A. La filière café-cacao

47. Contrairement aux mandats précédents, le Groupe a pu rencontrer trois des quatre institutions parafiscales du secteur café-cacao : l'Autorité de régulation de café-cacao (ARCC), la Bourse de café-cacao (BCC) et le Fonds de régulation et de contrôle (FRC). Ces rencontres ont été rendues possibles aussi grâce à la facilitation de S. E. l'Ambassadeur de la République de Côte d'Ivoire auprès des Nations Unies, M. Alcide Djédjé. Elles ont permis aux experts de mieux appréhender le fonctionnement de ce secteur.
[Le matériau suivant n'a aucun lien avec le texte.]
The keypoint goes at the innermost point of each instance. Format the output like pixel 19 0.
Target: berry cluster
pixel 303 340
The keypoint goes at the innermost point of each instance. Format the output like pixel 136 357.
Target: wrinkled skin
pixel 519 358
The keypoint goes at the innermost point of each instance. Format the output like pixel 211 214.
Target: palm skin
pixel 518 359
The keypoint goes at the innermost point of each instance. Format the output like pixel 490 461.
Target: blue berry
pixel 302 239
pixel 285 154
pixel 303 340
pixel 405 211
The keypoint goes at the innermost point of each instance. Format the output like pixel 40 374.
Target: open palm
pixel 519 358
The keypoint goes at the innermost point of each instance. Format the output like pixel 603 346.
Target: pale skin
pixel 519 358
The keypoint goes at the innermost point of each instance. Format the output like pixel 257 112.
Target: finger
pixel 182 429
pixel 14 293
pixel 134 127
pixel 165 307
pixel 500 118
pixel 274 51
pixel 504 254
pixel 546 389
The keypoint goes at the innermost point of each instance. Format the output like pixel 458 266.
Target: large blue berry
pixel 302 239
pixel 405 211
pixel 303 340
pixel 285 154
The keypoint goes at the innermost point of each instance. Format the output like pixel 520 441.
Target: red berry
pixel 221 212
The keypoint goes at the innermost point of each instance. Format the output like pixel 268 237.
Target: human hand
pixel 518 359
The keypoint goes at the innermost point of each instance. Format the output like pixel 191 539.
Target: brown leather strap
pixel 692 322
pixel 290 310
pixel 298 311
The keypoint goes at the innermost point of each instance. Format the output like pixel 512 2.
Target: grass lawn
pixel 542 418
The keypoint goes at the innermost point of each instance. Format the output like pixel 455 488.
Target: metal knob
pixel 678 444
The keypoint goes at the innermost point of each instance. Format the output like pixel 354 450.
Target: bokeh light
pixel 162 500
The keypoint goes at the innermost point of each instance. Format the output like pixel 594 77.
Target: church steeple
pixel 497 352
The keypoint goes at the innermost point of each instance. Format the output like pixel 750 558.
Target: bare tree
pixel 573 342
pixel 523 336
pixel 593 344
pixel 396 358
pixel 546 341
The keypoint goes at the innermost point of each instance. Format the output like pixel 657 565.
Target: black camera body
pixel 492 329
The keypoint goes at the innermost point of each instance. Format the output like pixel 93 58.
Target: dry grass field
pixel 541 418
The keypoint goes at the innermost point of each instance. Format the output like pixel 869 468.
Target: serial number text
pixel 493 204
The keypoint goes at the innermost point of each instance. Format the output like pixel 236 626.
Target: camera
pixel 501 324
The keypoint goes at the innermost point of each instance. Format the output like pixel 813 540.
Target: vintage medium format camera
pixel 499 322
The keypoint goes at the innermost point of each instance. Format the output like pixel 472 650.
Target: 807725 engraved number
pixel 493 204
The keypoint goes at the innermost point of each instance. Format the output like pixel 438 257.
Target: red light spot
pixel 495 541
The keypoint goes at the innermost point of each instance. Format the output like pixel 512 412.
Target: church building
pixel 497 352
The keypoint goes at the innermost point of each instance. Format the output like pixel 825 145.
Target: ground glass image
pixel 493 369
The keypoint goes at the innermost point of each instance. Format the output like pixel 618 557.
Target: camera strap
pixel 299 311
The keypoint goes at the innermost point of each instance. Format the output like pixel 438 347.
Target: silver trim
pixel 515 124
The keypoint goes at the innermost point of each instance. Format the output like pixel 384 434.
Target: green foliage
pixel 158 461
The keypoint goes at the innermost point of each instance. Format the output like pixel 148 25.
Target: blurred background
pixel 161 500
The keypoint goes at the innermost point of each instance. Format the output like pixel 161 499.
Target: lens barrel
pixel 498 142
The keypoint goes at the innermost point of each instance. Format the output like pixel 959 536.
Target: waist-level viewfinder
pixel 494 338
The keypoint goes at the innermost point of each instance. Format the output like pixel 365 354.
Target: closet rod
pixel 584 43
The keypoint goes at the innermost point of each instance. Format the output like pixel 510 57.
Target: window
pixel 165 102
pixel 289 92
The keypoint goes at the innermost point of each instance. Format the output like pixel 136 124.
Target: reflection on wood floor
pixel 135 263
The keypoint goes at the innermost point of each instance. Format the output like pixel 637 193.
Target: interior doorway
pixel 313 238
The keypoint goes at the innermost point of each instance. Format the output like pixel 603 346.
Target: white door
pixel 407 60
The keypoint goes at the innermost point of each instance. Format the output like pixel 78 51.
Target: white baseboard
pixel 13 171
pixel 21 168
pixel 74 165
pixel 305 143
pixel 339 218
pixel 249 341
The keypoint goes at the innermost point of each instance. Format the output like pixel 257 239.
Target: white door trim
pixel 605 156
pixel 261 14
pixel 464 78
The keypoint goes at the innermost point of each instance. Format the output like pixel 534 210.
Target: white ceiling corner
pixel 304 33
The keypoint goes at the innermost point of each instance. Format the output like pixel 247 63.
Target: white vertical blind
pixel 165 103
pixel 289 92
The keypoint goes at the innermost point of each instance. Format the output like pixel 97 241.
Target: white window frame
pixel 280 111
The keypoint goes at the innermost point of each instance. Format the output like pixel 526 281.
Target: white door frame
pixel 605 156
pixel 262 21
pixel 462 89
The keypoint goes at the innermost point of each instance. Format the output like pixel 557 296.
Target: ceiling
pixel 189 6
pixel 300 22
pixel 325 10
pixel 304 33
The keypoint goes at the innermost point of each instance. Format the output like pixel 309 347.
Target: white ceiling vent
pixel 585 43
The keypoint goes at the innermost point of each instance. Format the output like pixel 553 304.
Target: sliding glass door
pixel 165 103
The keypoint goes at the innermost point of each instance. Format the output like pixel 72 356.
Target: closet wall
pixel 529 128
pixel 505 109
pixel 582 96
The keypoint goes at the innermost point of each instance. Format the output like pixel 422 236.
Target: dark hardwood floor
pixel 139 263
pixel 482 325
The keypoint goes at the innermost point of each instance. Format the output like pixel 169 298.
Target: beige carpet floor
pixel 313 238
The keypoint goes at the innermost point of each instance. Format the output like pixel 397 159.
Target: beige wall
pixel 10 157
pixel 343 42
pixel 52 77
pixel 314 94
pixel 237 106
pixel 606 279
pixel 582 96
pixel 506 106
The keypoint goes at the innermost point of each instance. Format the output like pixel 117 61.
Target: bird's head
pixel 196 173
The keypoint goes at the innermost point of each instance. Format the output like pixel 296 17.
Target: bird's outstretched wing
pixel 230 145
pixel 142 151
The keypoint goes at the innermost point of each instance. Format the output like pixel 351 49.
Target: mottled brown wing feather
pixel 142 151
48. Ces entretiens n'ont toutefois pas permis au Groupe d'obtenir les informations sur l'utilisation des redevances parafiscales perçues par ces structures. Selon les responsables de ces institutions, ces données ne peuvent être fournies que par les responsables du ministère de l'Economie et des finances.





49. Le Groupe a néanmoins pu mener des investigations auprès de trois banques présentes en Côte d'Ivoire où sont domiciliés quelques-uns des comptes appartenant à ces institutions. Chacune de ces structures détient plusieurs comptes dans différents établissements bancaires; de plus, des transferts sont fréquemment effectués d'une banque à l'autre, alors que des opérations de retrait en espèces sont ponctuellement opérées. Il ressort donc des investigations menées par les experts que la traçabilité des opérations financières est difficile à établir. Toutefois, au regard des mouvements bancaires analysés par le Groupe, aucune évidence de transactions en relation immédiate avec des dépenses militaires n'a pu être établie.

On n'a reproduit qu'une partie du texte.